While Target narrowed its loss in FY17 to $10 million, it’s hard to say how the business has fared since then, since Wesfarmers began reporting Kmart’s and Target’s earnings together, under the Kmart Group banner.
Nevertheless, there are other indications that this “reset” was not enough. In early 2020, Wesfarmers announced it would be shutting down or rebranding more than 160 Target stores across the country – more than half of the 290-odd stores the brand had at the time. Those stores that were being rebranded would become Kmart or Kmart Hub stores.
It’s tempting to blame the store closures on the beginning of the Covid-19 pandemic, but as director of knowledge enablement at The Lumery Jason Pallant and Queensland University of Technology professor of marketing Gary Mortimer argued, Target’s decline was part of a much deeper trend.
“Its decline is due to a combination of poor market positioning, confusing product strategies, a declining middle class consumer market and too much similarity with Kmart,” the pair wrote.
“The impacts of Covid-19 are just the icing on the cake.”
‘That’s Target’
The mass closures and rebranding left Target with a less complicated network to run, though the move cost Wesfarmers another $41 million, and saw it once again attempting to revitalise the business through a rebrand.
In late 2021, Target refocused on providing ‘affordable quality’, making an effort to highlight improvements in the quality and style of its private-label apparel offering, and signalling that “the old Target [customers] knew and loved is back”.
“We’ve done a lot of listening to customers. We’ve done a lot of listening to team members,” Target’s then-managing director Richard Pearson told Inside Retail. Pearson is now taking up the position of retail director in Wesfarmers’ new health unit following the consolidation.

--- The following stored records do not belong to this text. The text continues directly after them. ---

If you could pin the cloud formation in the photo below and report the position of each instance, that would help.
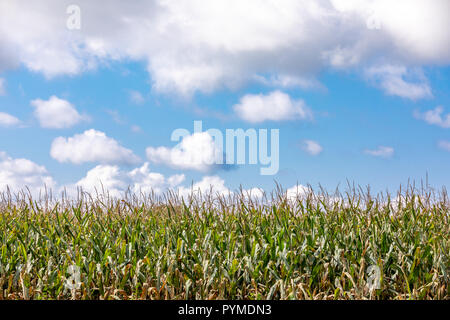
(18, 174)
(275, 106)
(56, 113)
(312, 147)
(381, 151)
(444, 145)
(191, 46)
(91, 146)
(7, 120)
(435, 117)
(195, 152)
(398, 81)
(117, 181)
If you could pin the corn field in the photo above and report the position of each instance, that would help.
(211, 246)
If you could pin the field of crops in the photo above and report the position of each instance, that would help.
(315, 246)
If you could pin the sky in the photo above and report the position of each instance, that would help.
(90, 94)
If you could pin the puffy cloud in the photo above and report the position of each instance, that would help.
(91, 146)
(56, 113)
(444, 145)
(7, 120)
(18, 174)
(116, 181)
(136, 97)
(275, 106)
(312, 147)
(381, 151)
(435, 117)
(297, 192)
(208, 184)
(195, 45)
(2, 87)
(392, 80)
(195, 152)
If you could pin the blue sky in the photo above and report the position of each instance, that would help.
(378, 116)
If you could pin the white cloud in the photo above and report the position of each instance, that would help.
(381, 151)
(193, 45)
(435, 117)
(7, 120)
(208, 184)
(312, 147)
(444, 145)
(2, 87)
(91, 146)
(297, 192)
(275, 106)
(17, 174)
(195, 152)
(136, 97)
(392, 80)
(117, 181)
(56, 113)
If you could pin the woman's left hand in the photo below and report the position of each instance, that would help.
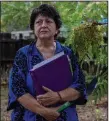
(48, 98)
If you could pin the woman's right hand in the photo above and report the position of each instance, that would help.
(50, 114)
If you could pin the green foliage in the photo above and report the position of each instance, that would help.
(15, 15)
(84, 38)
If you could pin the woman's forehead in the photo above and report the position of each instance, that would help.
(43, 17)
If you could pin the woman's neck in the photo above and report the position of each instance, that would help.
(45, 43)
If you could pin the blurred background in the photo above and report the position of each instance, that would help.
(84, 29)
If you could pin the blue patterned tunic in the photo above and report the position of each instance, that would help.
(20, 83)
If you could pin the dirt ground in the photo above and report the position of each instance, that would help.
(88, 112)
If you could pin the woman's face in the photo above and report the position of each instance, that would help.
(45, 27)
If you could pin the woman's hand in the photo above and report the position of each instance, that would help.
(48, 98)
(50, 114)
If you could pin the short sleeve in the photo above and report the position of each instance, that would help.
(78, 80)
(17, 79)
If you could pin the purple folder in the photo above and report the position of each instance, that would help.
(54, 73)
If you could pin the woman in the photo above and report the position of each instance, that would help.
(45, 23)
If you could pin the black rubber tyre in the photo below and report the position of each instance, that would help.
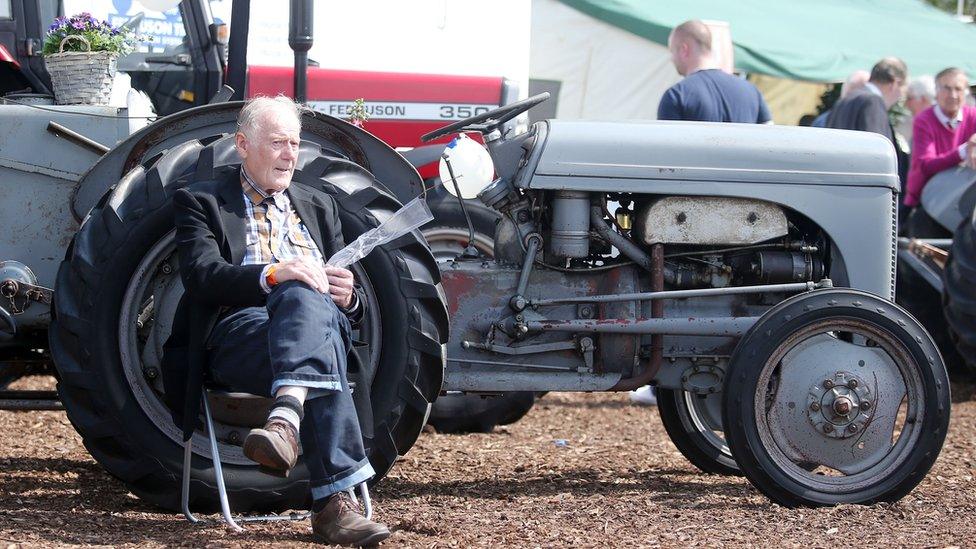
(702, 446)
(924, 303)
(760, 395)
(108, 383)
(477, 414)
(959, 293)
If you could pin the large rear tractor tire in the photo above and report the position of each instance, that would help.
(117, 290)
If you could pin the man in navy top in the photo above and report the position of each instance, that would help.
(707, 94)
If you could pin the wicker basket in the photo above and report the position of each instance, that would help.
(81, 77)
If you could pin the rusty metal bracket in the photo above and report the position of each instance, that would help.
(926, 250)
(21, 294)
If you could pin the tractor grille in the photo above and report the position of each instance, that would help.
(894, 242)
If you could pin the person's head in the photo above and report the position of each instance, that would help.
(920, 94)
(890, 75)
(951, 89)
(268, 135)
(690, 44)
(855, 81)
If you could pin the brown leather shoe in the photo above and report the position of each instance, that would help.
(341, 522)
(275, 447)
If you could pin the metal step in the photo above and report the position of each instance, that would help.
(30, 400)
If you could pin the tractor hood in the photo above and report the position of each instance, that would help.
(712, 152)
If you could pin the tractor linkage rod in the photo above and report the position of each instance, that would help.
(680, 294)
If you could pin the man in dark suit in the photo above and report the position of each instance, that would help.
(867, 109)
(265, 314)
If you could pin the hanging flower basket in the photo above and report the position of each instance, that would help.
(81, 77)
(80, 53)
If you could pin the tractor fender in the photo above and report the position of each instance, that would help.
(358, 145)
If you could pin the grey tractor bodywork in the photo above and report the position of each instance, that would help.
(717, 277)
(847, 191)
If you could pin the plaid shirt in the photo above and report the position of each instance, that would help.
(275, 233)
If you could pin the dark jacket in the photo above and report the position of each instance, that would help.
(866, 112)
(210, 241)
(861, 110)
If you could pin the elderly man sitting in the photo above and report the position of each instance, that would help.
(251, 249)
(942, 135)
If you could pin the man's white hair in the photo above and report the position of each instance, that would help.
(855, 81)
(923, 86)
(254, 111)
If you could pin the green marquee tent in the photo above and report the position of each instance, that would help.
(813, 40)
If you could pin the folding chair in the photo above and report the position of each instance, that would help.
(222, 490)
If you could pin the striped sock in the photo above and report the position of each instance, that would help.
(288, 408)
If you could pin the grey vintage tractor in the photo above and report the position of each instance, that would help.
(746, 271)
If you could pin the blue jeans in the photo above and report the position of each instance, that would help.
(301, 339)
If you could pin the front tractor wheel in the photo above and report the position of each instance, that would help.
(694, 424)
(836, 396)
(117, 291)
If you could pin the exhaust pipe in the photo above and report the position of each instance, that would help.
(300, 40)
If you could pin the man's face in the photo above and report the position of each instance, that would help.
(950, 93)
(893, 92)
(271, 154)
(917, 103)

“We have some tremendously passionate, long-serving team members who are really good advocates for the brand, and they were able to succinctly describe what Target was about when it was at its best.”
The reset was largely aimed at improving the business’ apparel and soft home offering, targeting a core customer of “mums”, according to Wesfarmers’ FY22 Strategy Day presentation.
This shift in focus may also have been meant to differentiate it from Kmart, which has traditionally focused on homewares.
But ultimately, their product offerings are not that different. And with Target having a number of failed resets in its wake, a store network that is smaller than ever, and soon, the same technology behind the scenes as Kmart, it’s getting harder to understand what actually separates the two businesses beyond branding.